You may like different veggies – that’s fine. Change it up every time so no one gets bored with your grilled veggies.

How to Choose a Ripe Melon

Get produce shopping tips for cantaloupe, honeydew and watermelon

By Jackie Plant Posted June 18, 2009 from Woman's Day; July 7, 2009

Not sure which melon in the bunch is ripe? Here’s how to find out.

Look for an indented stem end; this means the melon came off the vine at the proper time (not too early).

You want a smooth rind that is white, yellow or pale green. A ripe honeydew should have a slightly fruity aroma and be soft at the stem end.

If it sounds hollow when you give it a good thump, it’s ripe. Look for a firm, nicely shaped melon that has a creamy yellow underside where the melon had lain on the ground long enough to ripen.

Selecting Kiwi

You will know if your kiwi is ripe if it is not to firm and not too soft. Look to make sure there is no discoloration and no dents. To speed up the ripening process, place kiwis in a paper bag with a ripe apple, and keep that bag out on the counter.

With the heat of summer coming on strong, I hope this small Life Lesson on fruit will help you to have a most refreshing mid-summer's night treat!

Saturday, July 10, 2010

BIG lesson at the fruit stand!

This is day one of blogging at Life's Lessons...BIG & small...and we get a BIG lesson today!
  • Don't leave your keys in the car when shopping at a road-side fruit stand.
The day was progressing along well; run to Whole Foods and pick up blueberries, strawberries, and apples. Swing by the watermelons and see what I think...ugh...not getting those. Whipped into another store and hit the fruit lover's jack-pot! Pineapples, mangoes, grapes, cantaloupes, and bananas. Swing by the watermelons and see what I think...ugh...not getting those either! Well, I'll just have to think through the arrangement of fruit for breakfast in the morning at church..wait, there was the fruit stand on the way to town, I'll stop and check there for my coveted watermelon centerpiece! Yeah!!!

Oh good ~ the stand is still open... the temperature and humidity are really climbing today, but I can grab a watermelon, jump back in the car and be on my way in just a few minutes so my fruit won't be damaged. This will work perfectly!

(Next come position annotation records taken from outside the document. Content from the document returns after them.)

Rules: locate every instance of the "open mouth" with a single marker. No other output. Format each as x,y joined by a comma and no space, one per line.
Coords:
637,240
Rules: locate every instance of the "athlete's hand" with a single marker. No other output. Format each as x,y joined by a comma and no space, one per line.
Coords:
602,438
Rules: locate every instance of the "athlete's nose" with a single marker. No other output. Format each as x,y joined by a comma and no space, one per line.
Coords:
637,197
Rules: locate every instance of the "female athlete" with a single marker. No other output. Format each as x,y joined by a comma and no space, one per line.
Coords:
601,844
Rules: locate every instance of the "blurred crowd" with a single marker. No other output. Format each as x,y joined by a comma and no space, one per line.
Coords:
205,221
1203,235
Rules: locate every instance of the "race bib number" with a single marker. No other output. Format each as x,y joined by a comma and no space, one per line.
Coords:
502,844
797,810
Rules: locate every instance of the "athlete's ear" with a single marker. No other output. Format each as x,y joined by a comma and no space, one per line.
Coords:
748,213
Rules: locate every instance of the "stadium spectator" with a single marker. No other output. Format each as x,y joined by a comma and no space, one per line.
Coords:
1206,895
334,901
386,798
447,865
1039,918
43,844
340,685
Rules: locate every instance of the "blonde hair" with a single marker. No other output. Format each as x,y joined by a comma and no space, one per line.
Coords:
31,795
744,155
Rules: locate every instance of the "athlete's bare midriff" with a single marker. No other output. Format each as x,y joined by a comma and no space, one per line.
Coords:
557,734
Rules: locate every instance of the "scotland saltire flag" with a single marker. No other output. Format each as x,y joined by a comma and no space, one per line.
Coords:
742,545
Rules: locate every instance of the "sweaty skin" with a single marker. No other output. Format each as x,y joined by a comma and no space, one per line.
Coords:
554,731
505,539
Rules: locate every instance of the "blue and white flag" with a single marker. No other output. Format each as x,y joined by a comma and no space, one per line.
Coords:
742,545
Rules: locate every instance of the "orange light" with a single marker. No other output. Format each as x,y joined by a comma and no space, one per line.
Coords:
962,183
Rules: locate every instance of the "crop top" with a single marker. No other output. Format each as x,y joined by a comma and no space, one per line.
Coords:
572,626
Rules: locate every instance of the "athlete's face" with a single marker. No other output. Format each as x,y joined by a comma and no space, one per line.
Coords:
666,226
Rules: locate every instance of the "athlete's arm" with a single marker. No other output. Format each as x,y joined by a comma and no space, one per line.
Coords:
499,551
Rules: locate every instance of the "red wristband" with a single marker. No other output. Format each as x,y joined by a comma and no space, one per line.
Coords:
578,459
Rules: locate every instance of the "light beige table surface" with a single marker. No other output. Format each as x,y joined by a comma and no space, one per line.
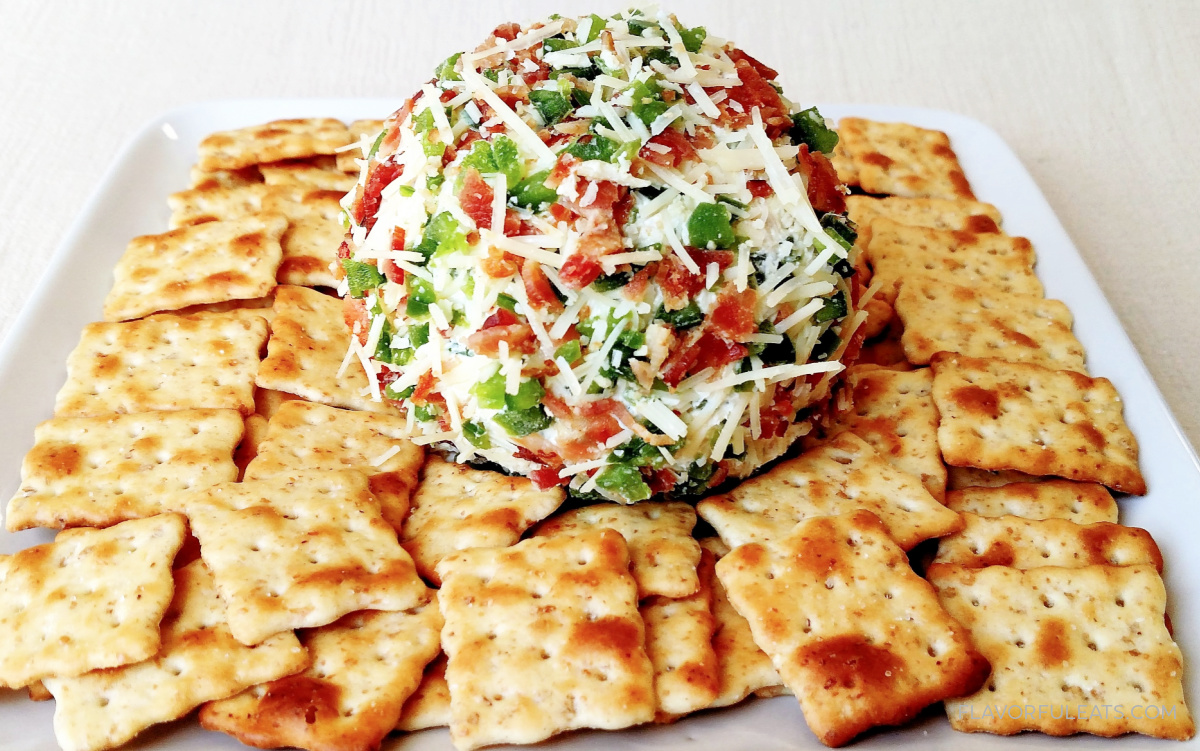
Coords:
1099,100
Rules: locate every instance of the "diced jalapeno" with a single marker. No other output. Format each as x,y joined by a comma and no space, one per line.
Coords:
709,227
360,277
809,127
623,481
522,422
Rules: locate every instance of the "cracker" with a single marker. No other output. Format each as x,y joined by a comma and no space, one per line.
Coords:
1066,643
679,643
91,600
199,661
192,265
364,667
984,323
1015,415
903,160
304,436
856,635
1084,503
223,178
300,550
309,342
316,173
661,551
958,478
271,142
360,131
430,704
558,644
934,212
457,508
252,438
96,472
310,247
844,475
163,362
989,260
742,668
894,412
1029,544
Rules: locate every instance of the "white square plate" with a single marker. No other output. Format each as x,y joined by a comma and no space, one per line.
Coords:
131,200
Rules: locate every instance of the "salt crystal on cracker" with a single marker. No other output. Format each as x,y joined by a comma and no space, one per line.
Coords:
1063,643
1084,503
459,508
96,472
199,661
858,636
543,637
163,362
364,668
844,475
1023,416
300,550
271,142
90,600
304,436
985,323
214,262
663,553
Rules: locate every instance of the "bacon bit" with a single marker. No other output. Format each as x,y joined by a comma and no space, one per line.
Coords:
732,318
487,341
355,312
825,187
760,188
541,295
475,198
681,150
367,209
766,72
579,271
499,264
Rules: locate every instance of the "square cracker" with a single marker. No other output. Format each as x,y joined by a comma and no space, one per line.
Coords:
430,704
661,551
1084,503
903,160
96,472
1015,415
199,661
844,475
316,173
1029,544
90,600
271,142
742,668
364,667
304,436
204,361
543,637
300,550
899,252
985,323
679,643
856,635
309,342
457,508
1067,641
360,131
894,412
192,265
934,212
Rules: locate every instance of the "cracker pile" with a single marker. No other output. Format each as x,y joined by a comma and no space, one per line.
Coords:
246,530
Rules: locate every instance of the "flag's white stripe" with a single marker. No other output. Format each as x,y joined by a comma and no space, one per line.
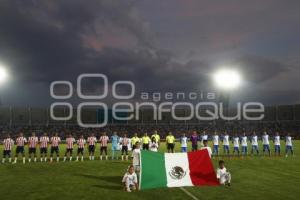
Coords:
189,194
181,160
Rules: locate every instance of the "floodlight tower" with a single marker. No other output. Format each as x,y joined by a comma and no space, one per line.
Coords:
3,77
226,80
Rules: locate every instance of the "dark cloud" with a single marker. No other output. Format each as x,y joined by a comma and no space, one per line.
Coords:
44,41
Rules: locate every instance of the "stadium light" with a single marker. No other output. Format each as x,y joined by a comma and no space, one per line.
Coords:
227,79
3,74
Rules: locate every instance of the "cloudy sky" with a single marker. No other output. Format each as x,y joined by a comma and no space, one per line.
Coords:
171,45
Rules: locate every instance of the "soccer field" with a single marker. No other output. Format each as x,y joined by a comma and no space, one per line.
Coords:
252,178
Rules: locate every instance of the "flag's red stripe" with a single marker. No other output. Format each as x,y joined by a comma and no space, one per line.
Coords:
201,168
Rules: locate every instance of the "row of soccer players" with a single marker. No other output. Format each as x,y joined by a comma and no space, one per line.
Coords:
44,142
242,141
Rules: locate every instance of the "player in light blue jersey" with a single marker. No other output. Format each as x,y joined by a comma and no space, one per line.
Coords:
288,145
183,143
114,144
254,144
236,145
277,144
244,143
215,140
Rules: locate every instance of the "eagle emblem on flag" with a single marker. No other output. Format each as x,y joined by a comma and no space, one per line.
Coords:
177,173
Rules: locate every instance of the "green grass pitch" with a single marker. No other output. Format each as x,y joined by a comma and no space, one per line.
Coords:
253,178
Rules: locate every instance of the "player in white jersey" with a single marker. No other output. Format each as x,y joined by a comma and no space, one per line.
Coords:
124,142
254,144
44,140
205,146
8,144
288,145
20,141
244,143
70,140
183,143
266,143
204,137
103,145
236,145
223,175
130,180
215,140
92,140
226,143
80,151
153,145
277,144
136,157
55,140
32,143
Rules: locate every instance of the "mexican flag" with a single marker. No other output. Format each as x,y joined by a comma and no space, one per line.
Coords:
176,169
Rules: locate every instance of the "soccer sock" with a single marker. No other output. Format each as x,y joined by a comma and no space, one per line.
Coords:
113,154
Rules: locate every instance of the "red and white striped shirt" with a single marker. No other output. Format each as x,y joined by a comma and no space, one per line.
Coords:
81,142
8,144
21,141
70,142
92,140
44,141
33,141
104,140
125,141
55,140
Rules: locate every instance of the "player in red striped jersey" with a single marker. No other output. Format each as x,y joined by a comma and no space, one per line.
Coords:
8,144
92,140
81,143
44,140
70,140
32,143
124,143
20,141
55,140
103,145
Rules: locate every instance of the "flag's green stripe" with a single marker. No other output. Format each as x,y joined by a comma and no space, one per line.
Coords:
153,172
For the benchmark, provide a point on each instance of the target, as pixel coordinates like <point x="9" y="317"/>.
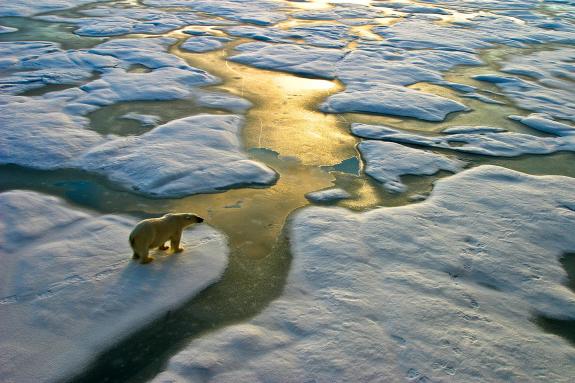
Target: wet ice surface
<point x="444" y="289"/>
<point x="387" y="161"/>
<point x="191" y="155"/>
<point x="70" y="289"/>
<point x="51" y="131"/>
<point x="33" y="7"/>
<point x="488" y="141"/>
<point x="449" y="296"/>
<point x="329" y="195"/>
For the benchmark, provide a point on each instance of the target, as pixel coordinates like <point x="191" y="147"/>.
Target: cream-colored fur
<point x="155" y="232"/>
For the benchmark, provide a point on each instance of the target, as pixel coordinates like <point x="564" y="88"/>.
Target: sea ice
<point x="385" y="67"/>
<point x="33" y="7"/>
<point x="387" y="161"/>
<point x="548" y="86"/>
<point x="262" y="12"/>
<point x="36" y="132"/>
<point x="545" y="123"/>
<point x="392" y="100"/>
<point x="70" y="289"/>
<point x="478" y="140"/>
<point x="328" y="195"/>
<point x="4" y="29"/>
<point x="144" y="119"/>
<point x="199" y="44"/>
<point x="197" y="154"/>
<point x="443" y="290"/>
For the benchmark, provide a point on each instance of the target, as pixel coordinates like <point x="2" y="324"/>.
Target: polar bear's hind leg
<point x="175" y="242"/>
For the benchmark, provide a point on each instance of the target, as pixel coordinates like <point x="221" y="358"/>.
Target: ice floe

Watermelon is quickly selected and I slipped it on the front floorboard and shut the door when I registered a faint... click .... CLICK! Oh no...please no... not that crazy glitch that recently start with my 1995 faithful auto. You see, she has recently decided to lock both doors when the passenger door is shut a certain way, which I seem to have perfected, and leave the human securely locked outside her doors.

Today the car won!

I had tossed my keys in the floorboard while selecting a melon a mere 10 feet away. Big mistake...BIG mistake! The spare keys were in my purse, proudly sitting in the passenger's seat. You're thinking...cell phone, use your cell phone and call someone. Yep, that thought crossed my mind and plummeted into the depths of "Oh brother". My cell phone was also tucked away in my purse, still proudly sitting in the passenger's seat.

Well, I realized today that I only know maybe five phone numbers by memory and two of those don't answer a call from a number they don't recognize. Not helpful at all! I could stand and see my phone which has a lock smith's number programmed into it for just such occasions - planned ahead, just not enough. Asked to borrow a phone at the fruit stand (thank God I purchased a melon from them) and called my sister's mobile - remember those that don't answer an unknown number - person one is my sister. Mom & Dad! They should be home - ring...ring...ring...ring...Hello/screech! Mom answered at the same time her fax machine switched on - THAT was an interesting phone conversation between screeches. [I can smile about it now] After what seemed to be 30 minutes of discussion dad was coming to the rescue!

It took a while, but one and a half hours and one banjo song later, I'm jumping in my car and taking off for home and the A/C. Ever said a prayer for fruit? I did today! God tells us nothing is too small to bring before him and even my littlest blueberries were spared.

My life lesson today -either have keys or cell phone in your hand when visiting a road-side fruit stand!

Your life question today - how many phone numbers do you know from memory?